COVID-19 und Utilitarismus – Versuch einer medizinethischen Klärung

Die Coronavirus-Pandemie hat uns in schwerwiegende Fragen und belastende medizinische und volkswirtschaftliche Entscheide geworfen. Wir haben die Positionen in einen ethischen und medizinethischen Kontext gesetzt und Hochrechnungen einer kritischen Prüfung unterzogen.

Dieses Papier richtet sich gleichsam an alle Akteure unserer Gesundheitswesen.
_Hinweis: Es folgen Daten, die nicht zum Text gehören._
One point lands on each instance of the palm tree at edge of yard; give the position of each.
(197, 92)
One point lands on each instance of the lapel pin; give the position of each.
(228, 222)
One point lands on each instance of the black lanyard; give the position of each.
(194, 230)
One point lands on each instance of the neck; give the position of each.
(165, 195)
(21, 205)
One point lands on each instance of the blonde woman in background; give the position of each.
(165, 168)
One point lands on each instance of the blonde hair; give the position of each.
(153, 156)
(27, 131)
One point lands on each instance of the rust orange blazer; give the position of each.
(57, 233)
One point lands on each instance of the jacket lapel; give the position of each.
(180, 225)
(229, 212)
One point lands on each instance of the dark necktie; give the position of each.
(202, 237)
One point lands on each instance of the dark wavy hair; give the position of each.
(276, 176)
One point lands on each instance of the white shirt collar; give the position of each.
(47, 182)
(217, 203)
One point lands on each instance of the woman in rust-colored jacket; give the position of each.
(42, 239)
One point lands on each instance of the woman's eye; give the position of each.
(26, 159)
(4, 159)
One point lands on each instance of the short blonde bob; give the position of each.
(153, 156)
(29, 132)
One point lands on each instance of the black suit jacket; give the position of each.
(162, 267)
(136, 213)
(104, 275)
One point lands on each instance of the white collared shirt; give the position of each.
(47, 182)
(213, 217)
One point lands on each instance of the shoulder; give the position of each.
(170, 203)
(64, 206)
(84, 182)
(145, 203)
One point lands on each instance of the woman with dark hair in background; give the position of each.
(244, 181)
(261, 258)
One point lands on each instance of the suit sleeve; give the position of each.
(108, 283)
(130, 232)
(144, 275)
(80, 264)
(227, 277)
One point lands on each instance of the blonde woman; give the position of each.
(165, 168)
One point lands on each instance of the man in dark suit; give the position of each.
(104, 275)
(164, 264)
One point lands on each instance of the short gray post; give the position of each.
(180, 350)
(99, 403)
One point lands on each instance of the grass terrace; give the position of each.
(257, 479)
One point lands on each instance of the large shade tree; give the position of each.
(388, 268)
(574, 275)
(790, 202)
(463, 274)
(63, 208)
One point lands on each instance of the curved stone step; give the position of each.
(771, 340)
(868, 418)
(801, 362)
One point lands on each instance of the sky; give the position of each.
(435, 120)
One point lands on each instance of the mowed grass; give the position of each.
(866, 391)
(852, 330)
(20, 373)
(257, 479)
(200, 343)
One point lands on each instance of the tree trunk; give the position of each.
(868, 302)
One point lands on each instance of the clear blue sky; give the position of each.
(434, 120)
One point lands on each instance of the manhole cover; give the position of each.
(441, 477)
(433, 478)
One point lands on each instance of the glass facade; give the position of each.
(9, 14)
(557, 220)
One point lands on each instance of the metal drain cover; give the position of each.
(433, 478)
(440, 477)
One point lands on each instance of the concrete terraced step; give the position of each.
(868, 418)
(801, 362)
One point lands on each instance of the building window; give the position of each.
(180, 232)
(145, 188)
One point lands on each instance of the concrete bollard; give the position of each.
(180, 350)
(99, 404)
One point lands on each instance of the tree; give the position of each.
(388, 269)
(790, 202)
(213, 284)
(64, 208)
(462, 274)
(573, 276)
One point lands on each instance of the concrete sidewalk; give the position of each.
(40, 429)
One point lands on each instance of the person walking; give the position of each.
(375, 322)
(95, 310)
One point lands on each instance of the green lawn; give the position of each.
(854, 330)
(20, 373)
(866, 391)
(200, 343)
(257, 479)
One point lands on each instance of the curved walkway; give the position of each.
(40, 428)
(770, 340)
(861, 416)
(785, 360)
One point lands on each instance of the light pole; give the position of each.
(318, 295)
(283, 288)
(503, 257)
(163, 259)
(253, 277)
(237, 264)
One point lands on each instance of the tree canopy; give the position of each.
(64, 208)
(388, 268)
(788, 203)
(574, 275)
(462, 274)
Wir untersuchen, inwiefern Rationierungs-Vorschläge im Zuge der Coronavirus-Pandemie als utilitaristisch zu verstehen sind und wie sie sich mit Fragen der Medizinethik, der Verteilgerechtigkeit sowie mit den demokratischen Grundlagen unserer Gesellschaft vertragen. Nach einem Abriss der Ideengeschichte des Utilitarismus zeigen wir auf, wie sich seine Ansätze in Gesundheitswesen im Konzept der qualitätsadjustierten Lebensjahre (QALY-Konzept) manifestieren. Die solcherart erstellten Kosten-Nutzen-Rechnungen klammern oftmals soziale Aspekte ebenso aus wie die individuelle Erfahrung von Lebensqualität. Mitunter bilden sie noch nicht einmal medizinisch-klinische Realität ab und bergen mit ihren Verzerrungen Gefahren der falschen Priorisierung sowie der Fehllenkung von Behandlungspfaden. Auch John Rawls geht in seiner Vertragstheorie «Theorie der Gerechtigkeit» von einer utilitaristischen Ausgangsposition aus, die er dann aber zum prioritaristischen Konzept eines egalitären Liberalismus’ entwickelt. Dieser Ansatz wird den Gesundheitswesen unserer Ansicht nach bes-ser gerecht. John Harris, einer der prominentesten Kritiker des QALY-Konzepts, untersucht dieses denn auch auf der Basis von Rawls Gerechtigkeitstheorie. Es ist dies im Kern eine Kritik am Axiom der endlichen Mittel. Dieses kann zu Situationen führen, in denen eine Behandlung unterlassen wird, obwohl die Mittel dafür da wären, um eine andere Behandlung zu priorisieren, bei der das Kosten-Nutzen-Verhältnis in der Kalkulation besser erscheint, obwohl es dies in der klinischen Realität und unter Einbezug sozialer Kosten unter Umständen noch nicht einmal ist. In einer Pandemie, wie wir sie jetzt haben, können solche Fehlentscheide zu vermeidbaren Todesfällen führen, denen in ihrer Systematik der Benachteiligung von alten und vorerkrankten Patientinnen und Patienten etwas Sozialdarwinistisches anhaftet. Dies zeigen wir auf und leiten daraus unsere Forderung ab, die Deutungshoheit über so zentrale Werte wie die Lebensqualität nicht allein der Gesundheitsökonomie zu über-lassen, sondern solche Werte als Souverän gemeinsam so zu verhandeln und auszuhandeln, dass Verteilgerechtigkeit angestrebt wird, die menschgegebene, nicht verhandelbare Würde respektiert und der gesellschaftliche Friede sichergestellt.